The Cathayans believed that the soul or mind is located not in the head but in the stomach.

Doubtless this explains why they fret so much about the preparation and serving of food.

It may also explain why their memories are so much better than ours.

Information is stored not in the finite head, but in the expandable stomach.

--Cyrus Spitama in Gore Vidal's Creation

Sunday, November 23, 2008

Fundamental Baking Techniques and Tips

There's no two ways about it, during the holidays I step up the baking in a big way. Pies, cakes, tarts, cookies—baking just about anything feels festive—and is my favorite thing about the holiday season. There's just something special about a pie baked in November or a cookie baked in December that surpasses the pleasure of a pie in July or a cookie in September. I guess it's all that holiday magic.
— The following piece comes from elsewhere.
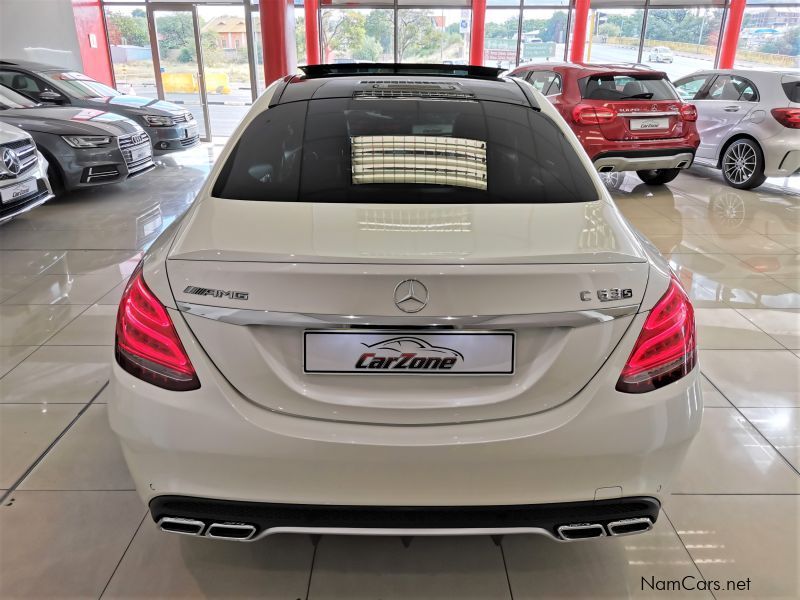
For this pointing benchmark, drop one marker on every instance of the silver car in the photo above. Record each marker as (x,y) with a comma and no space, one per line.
(749,122)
Thing is, that holiday magic will won't make our goodies turn out as if we had a magic wand, and we don't want to dampen our spirits with fallen cakes or soggy pies. Thankfully, I've learned that baking blunders are easy to avoid with just a few techniques and tips that can be applied to pretty much all my favorite holiday recipes—and yours too. So here's a quick rundown of a few fundamental baking techniques and handy tips just in time for your holiday baking bonanza.

Rolling dough

The first thing to know about rolling is that your dough, and the room in which you're going to roll it, should be cold. So chill the dough in your fridge, turn off your heater and open a window. Then roll when the room feels chilly. You can also chill your work surface by loading ice into a jelly-roll pan and leaving it on your surface.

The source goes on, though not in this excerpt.